「自己肯定感を上げるには」
「自分を好きになろう」

以前より頻繁に巷で目にするフレーズである。
現代は自分を愛し、自己への肯定感がある程度高いほうが良いという風潮が強まっているように思う。
実際、自分を肯定しているひとのほうが生きやすいだろう。
失敗したり落ち込んだりしても、少なくとも自分だけは必ず自分を認めてくれるから。

かくいうわたしもそのムーブに乗っているひとりである。
平均体重範囲内だが色白なせいでなんとなくぽちゃぽちゃして見えるわたしの体型は、昔よくからかわれていた。
みんなが多感な時期だった。
相手は比較的仲の良い友だちだったので、真剣に「傷つくから言わないでよ」と立ち向かったことがある。
すると彼らはこう言ったのだ。
「本当にデブだったら冗談でも言えるわけないじゃん!冗談だからいじれるんだよ」

ひとことでわたしがどれだけ支配されるかを想像しない、軽い口ぶりだった。
そのころから自分の見た目へのコンプレックスがどんどん根を張り出した。

彼らの「冗談」で好ましいとすら思っていた自分の見た目がいやになった

心の奥深いところにまで伸びた根は、なかなかしぶとかった。
鏡で自分の顔や身体を見るたびに、涙が出た。
それまではなんとも思っていない、好ましいとすら思っていた自分の見た目がいやになった。
二重じゃない自分の目がいやで、低い鼻も、153cmしかない身長も、ぽちゃぽちゃした体型も、全部きらいになった。
彼らの「冗談」で、わたしは変えられてしまった。

それから10年の間に、状況が変化し始めた。
髪が染められるようになり、メイクができるようになり、コンタクトを着けるようになった。
SNSには助けになるさまざまな情報があふれていたし、昔よりずっと垢抜けたと言われるようになった。

恋人もできた。
両親や親友に悩みを吐露し、論理的で現実的なアドバイスをもらったり、心理学を勉強したりした。
見た目だけでなく中身から自分を変えたくて、もうなんでもいいからとにかくこの問題をどうにかしたい、という気持ちだった。
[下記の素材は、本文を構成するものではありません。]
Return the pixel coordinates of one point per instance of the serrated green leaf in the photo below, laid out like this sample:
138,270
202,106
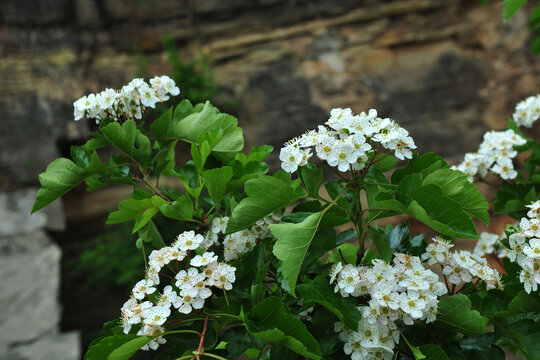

好きな人の彼女になっても幸せじゃない。自分を好きになれなくて

だけど、やっぱり根が深すぎた。
どんなに努力しているつもりでも、自分が好きだな、と思う瞬間は一時的にしか続かなかった。
彼氏が前に付き合っていた人、彼氏が好きな芸能人、彼氏の女友だちと自分自身を比べては「自分は十分じゃない」と思い涙がこぼれた。
好きな人の彼女になってからも、幸せじゃなかった。

そうして、初めての彼氏とは約2年付き合ったのち終わってしまった。
自分に自信がなく、彼氏を疑うような言葉を何度も浴びせてしまった。
「傷つきすぎて、好きかわからなくなった」と言われ、フラれてしまった。

「世界の見方を変えるだけ」彼は私を変えないけれど、たしかに変わった


それから3年が経ち、今の彼氏とはほぼ1年付き合っているが、やはりわたしが抱える問題は大きい。似たような事案で何度も彼を傷つけてしまった。
自分への自信の欠如から、彼は自分にはもったいないと思い、相手をわざと傷つけて離れさせようとしてしまったり、相手の愛情を試したりしてしまう。

悪い癖はなかなか手強い。
だけど、親友や寛大な彼のおかげで、本当に少しずつではあるけれどわたしは変わってきている。
彼を幸せにしたい。
そしてわたしはわたしも幸せにしたい。

「存在しない問題を探そうとしなくて良いんだよ」「彼はあなたを本当に大事にしているよ」とわたしにわかってほしいと思い、努力を続けてきた。
「俺は超長期的な目線でみてるから」と笑う彼は、わたしの奮闘ぶりを見守ってくれる。

それでもどうしようもなくて、努力しても自分を好きになれない、いつになったら変われるんだよと泣きながら彼に話をした夜があった。

そのとき彼はこう言った。
自分を変えようとしなくていい、と。
「めばえが世界の見方を変えるだけなんだよ。それだけでめばえはもっといろいろなことができるよ」

彼は決してわたしを変えない。
けれどもそのひとことで、たしかにわたしは変わったのだ。